There's a periscope at every 45th degree for a total of 8 periscopes. Each periscope is actually a separate GUITexture that is a child of a GameObject that moves along the X-axis in relation to mouseInput.
Supposedly this should give the player 360 degree vision, but as you can see, the overlay simply ends when going past 360 degrees. How would I be able to attach both ends of the GUITextures together so that it never ends (barring stitching on a carpload of GUITextures)?
Answer by sevensixtytwo · Sep 08, 2014 at 08:59 AM
Haha, okay. So I finally got past this little hurdle.
Instead of using a GUITexture, I used a childed quad placed 0.1 units in front of my camera.
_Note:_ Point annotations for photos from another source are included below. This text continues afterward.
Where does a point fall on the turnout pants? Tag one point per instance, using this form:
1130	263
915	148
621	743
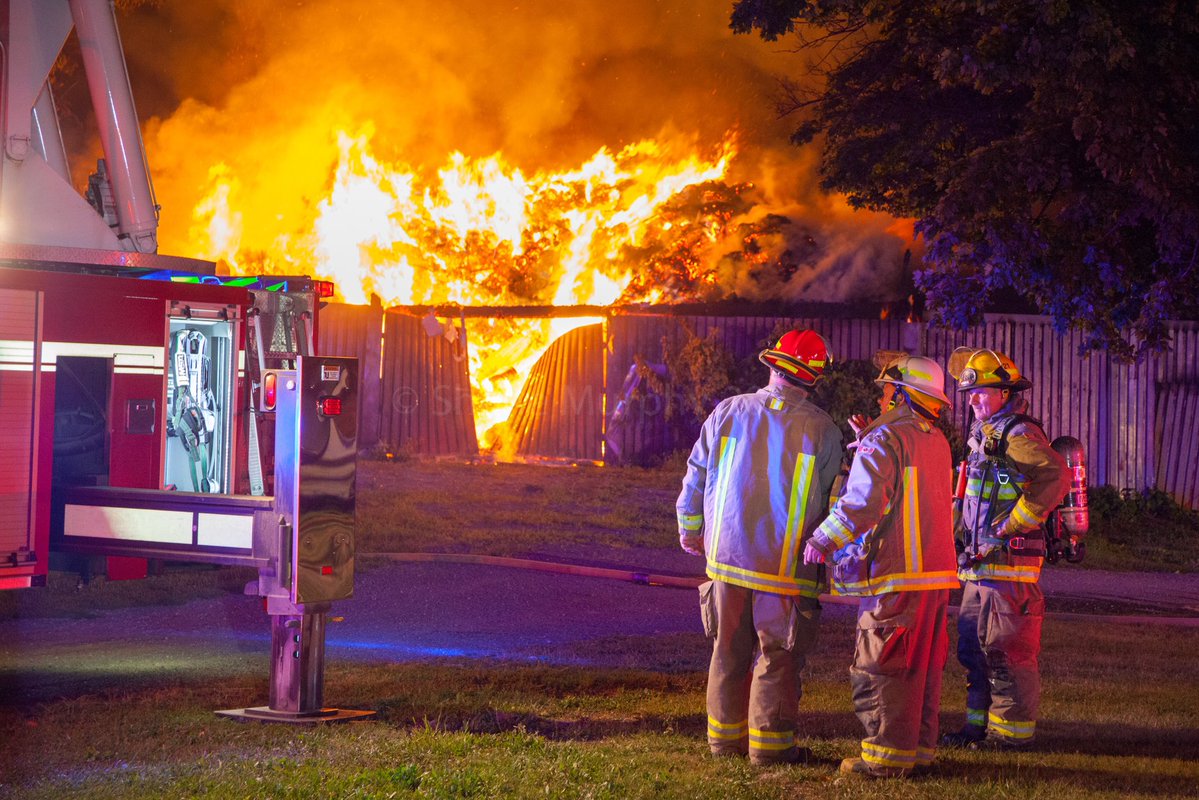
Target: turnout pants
999	643
902	649
761	642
The quad had a Text Shader material containing the overlay. Then, I use this nifty piece of code I found on another answer...
var v3ViewPort : Vector3 = new Vector3(0,0,quad.localPosition.z);
var v3BottomLeft : Vector3 = Camera.main.ViewportToWorldPoint(v3ViewPort);
v3ViewPort.Set(1,1,quad.localPosition.z);
var v3TopRight : Vector3 = Camera.main.ViewportToWorldPoint(v3ViewPort);
quad.localScale = new Vector3(v3BottomLeft.x-v3TopRight.x,v3BottomLeft.y-v3TopRight.y,quad.localPosition.z);
...in order to make the quad fit the Camera's aspect ratio. This is called at Start. Then used this...
quad.renderer.material.mainTextureOffset = Vector2(-Camera.main.GetComponent(MouseLook).rotationX/45,-Camera.main.GetComponent(MouseLook).rotationY/45);
to rotate it. The "45" part governs how many times the texture repeats in 360 degrees, ie. each texture is 45 degrees, making it repeat 8 times in a 360 degree turn. Same goes for the Y-axis.
Here's how it looks in game:
https://dl.dropboxusercontent.com/u/282973338/WebBuild/WebBuild.html
Just press 3 on the keyboard to close the hatch. Other positions are still heavily WIP (can't fire MG, etc).